In a recent interview with U.S. News, tax reform advocate Grover Norquist shared three keys to becoming a leader in any high-pace environment: Work hard, do not whine and know where you are going.

Let’s explore those three keys.

Work Hard

This is no secret. Succeeding in real estate [really, in any endeavor] depends on working hard. It’s the prinicple of critical mass: 90 percent of a plane’s fuel is spent getting it up to altitude. But once it’s in the air, it pretty much coasts.

This doesn’t mean you won’t work hard AFTER you become a leader in your market. You may work just as hard. But you won’t feel like you’re swimming up stream. You’ll feel like you’re floating down it.

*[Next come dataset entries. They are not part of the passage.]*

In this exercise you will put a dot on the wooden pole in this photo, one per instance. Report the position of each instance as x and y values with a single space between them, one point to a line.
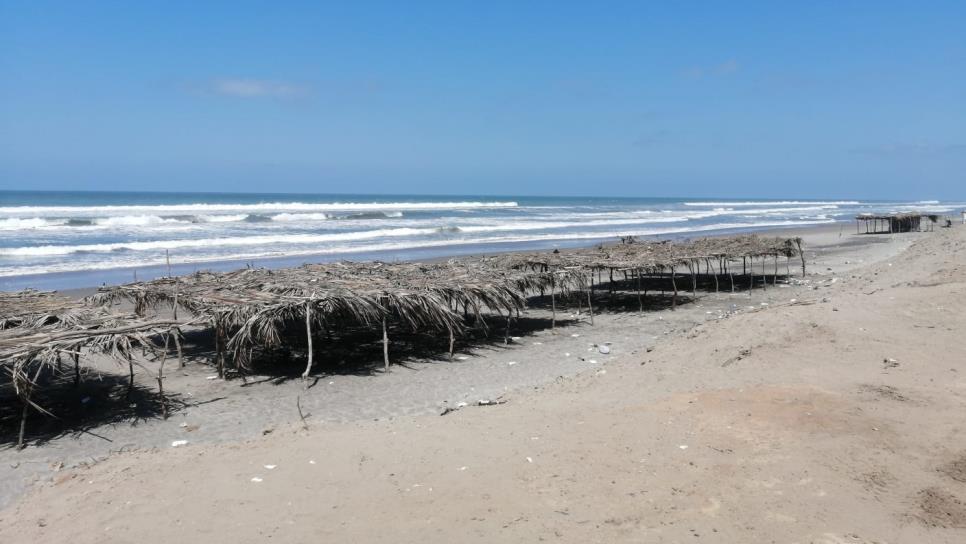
640 301
674 285
714 273
553 304
506 335
219 349
308 335
385 345
801 254
164 357
177 346
452 342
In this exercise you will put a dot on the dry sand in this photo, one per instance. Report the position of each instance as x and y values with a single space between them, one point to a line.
837 418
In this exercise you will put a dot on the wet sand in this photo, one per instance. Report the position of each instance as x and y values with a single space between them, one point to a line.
738 417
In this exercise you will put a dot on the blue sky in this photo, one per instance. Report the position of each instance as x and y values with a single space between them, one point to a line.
822 99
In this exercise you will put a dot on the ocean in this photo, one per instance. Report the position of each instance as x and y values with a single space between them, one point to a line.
59 240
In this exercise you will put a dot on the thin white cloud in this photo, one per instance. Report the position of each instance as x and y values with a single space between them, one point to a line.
918 149
255 88
725 68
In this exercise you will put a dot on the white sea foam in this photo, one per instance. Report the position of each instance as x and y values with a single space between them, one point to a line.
229 218
18 223
211 242
134 221
301 217
777 203
140 259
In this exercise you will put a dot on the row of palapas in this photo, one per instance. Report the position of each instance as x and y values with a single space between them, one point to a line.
252 309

Now, one of the biggest obstacles is overcoming procrastination. It’s usually that initial push over inertia. If that’s you, try this 10-step method.

No Whining

Whether you simply don’t have any leads coming in or you are frustrated with home owners or can’t stand the thought of cold calling, do not complain. Just shut up and do it.

All of these components of buying and selling real estate are things you must do. So grow that thick hide so rejection can bounce right off you. Criticism can easily deflect away from you.

Where Are You Going

As I’ve said before, happy endings are product of hard work. And good plans. Where you confront the brutal facts. Doing this can be the difference between a good ending and a bad one.

See the ending. And tolerate no deviation.

Leave a comment if this post was helpful or if you have anything you’d like to add. And if you like what you read, subscribe to the Real Estate Marketing Blog.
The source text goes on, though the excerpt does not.